Understanding Needham's derivation of equivalence between symbolic and geometric rules for complex multiplication Tristan Needham's Visual Complex Analysis contains a proof that the symbolic (i.e. $(a+ib)(c+id) = (ac-bd) + i(bc+ad)$) and geometric (i.e. "multiply the lengths and add the angles") rules for complex multiplication are equivalent (pages 8-10). The proof goes like this:

*

*Geometric to symbolic: The symbolic rule is determined as soon as we say that $i^2=-1$ and that the distributive property holds, so it suffices to show that these two properties hold. The former is true since $i$ has length $1$ and angle $\pi/2$, so squaring it produces length $1$ and angle $\pi$, i.e. $-1$. The latter is true since rotations and dilations preserve parallelograms.

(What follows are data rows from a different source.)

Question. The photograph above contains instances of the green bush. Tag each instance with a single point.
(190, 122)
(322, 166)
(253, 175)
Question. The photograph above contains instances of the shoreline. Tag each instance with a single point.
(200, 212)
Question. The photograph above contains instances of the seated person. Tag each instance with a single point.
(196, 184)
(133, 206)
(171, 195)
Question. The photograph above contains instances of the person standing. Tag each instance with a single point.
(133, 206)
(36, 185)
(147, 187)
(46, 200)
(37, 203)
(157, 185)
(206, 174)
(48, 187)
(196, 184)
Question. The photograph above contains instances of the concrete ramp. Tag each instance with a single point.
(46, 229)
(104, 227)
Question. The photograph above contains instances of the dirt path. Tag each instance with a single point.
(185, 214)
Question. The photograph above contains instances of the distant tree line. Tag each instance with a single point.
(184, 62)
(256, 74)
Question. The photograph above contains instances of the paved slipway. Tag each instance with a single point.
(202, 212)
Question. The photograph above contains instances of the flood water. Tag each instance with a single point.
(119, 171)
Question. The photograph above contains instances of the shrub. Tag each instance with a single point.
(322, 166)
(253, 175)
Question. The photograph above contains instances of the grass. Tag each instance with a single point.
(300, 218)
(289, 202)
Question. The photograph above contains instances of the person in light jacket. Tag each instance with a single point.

*Symbolic to geometric: $iz = i(x+iy) = -y + ix$ according to the symbolic rule, so multiplication by $i$ is equivalent to a right-angle rotation. Using the distributive property we then have $(x'+y'i)z = x'z + y'(iz) = x'z + y'(z \text{ rotated by right angle})$. Drawing the picture, the triangle formed by points $(0,0), (x',0), (x',y')$ is now similar to the triangle formed by points $(0,0), x'z, (x'+y'i)z$, which shows that the length has been multiplied by the length of $x'+y'i$ and that the angle has been rotated by the angle of $x'+y'i$.

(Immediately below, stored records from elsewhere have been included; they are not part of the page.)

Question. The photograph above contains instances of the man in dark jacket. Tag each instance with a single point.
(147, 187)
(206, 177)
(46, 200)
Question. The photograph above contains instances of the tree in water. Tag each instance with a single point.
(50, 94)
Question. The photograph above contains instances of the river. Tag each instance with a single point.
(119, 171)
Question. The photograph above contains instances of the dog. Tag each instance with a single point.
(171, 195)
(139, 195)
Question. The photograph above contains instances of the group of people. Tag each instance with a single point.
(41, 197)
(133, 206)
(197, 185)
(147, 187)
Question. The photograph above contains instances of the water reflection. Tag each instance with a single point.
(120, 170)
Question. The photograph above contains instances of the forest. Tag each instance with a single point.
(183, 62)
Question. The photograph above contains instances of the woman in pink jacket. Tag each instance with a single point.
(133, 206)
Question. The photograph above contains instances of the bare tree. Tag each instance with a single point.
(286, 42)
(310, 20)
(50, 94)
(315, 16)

My basic question is something like: In what sense was the above a proof? How can we formalize what must be shown, and how does the above prove that?

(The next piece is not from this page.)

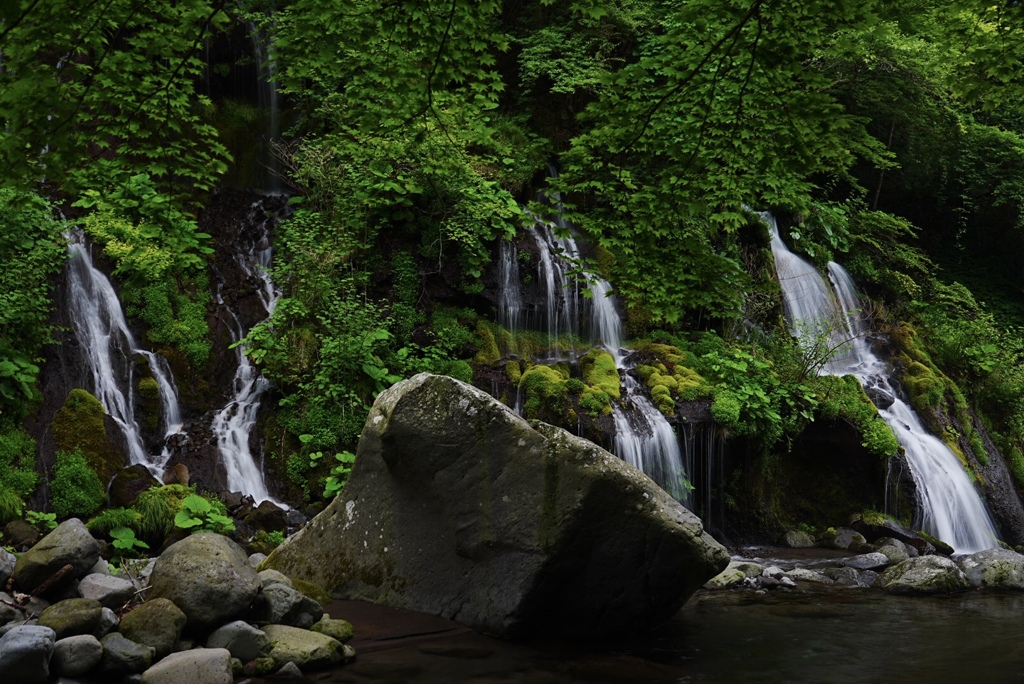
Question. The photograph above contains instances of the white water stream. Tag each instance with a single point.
(949, 506)
(232, 424)
(109, 347)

One basic confusion I have is that the structure of the theorem at a high level looks like $A=B$  (symbolic=geometric), and yet we are having to show the equivalence in both directions. If we want to show $A=B$, we only need to show $A=B$ and not $B=A$ also. Maybe another way to state this is that it seems we just need to define complex multiplication in one way, then prove the other rule as a theorem, which seems to require only one direction. So in one sense by showing two directions the above proof seems overkill.
Okay so what are we trying to show? It seems like we have two representations of complex numbers, the algebraic/symbolic one $\mathbf C$ and the geometric one $\mathbf C'$. And we have multiplication $\cdot$ defined on $\mathbf C$, and multiplication $\cdot'$ defined on $\mathbf C'$. We want to show that there is some bijection $f : \mathbf C \to \mathbf C'$ such that $f(z\cdot w) = f(z)\cdot' f(w)$ for all $z,w\in \mathbf C$.
How does the above proof produce such an $f$? The "Geometric to symbolic" direction first shows that $f(i)^2 = f(-1)$. It then shows that $f(z)(f(w) + f(u)) = f(z)f(w) + f(z)f(u)$. If we assume $f$ interacts well with addition and multiplication by real numbers, we have $f(a+ib)f(c+id) = f((ac-bd) + i(ad+bc))$. But are we allowed to assume this? If so it sounds like we are done, and if not then I'm not sure how this direction of the proof is useful. For "Symbolic to geometric" direction I'm not sure how to translate it in terms of $f$.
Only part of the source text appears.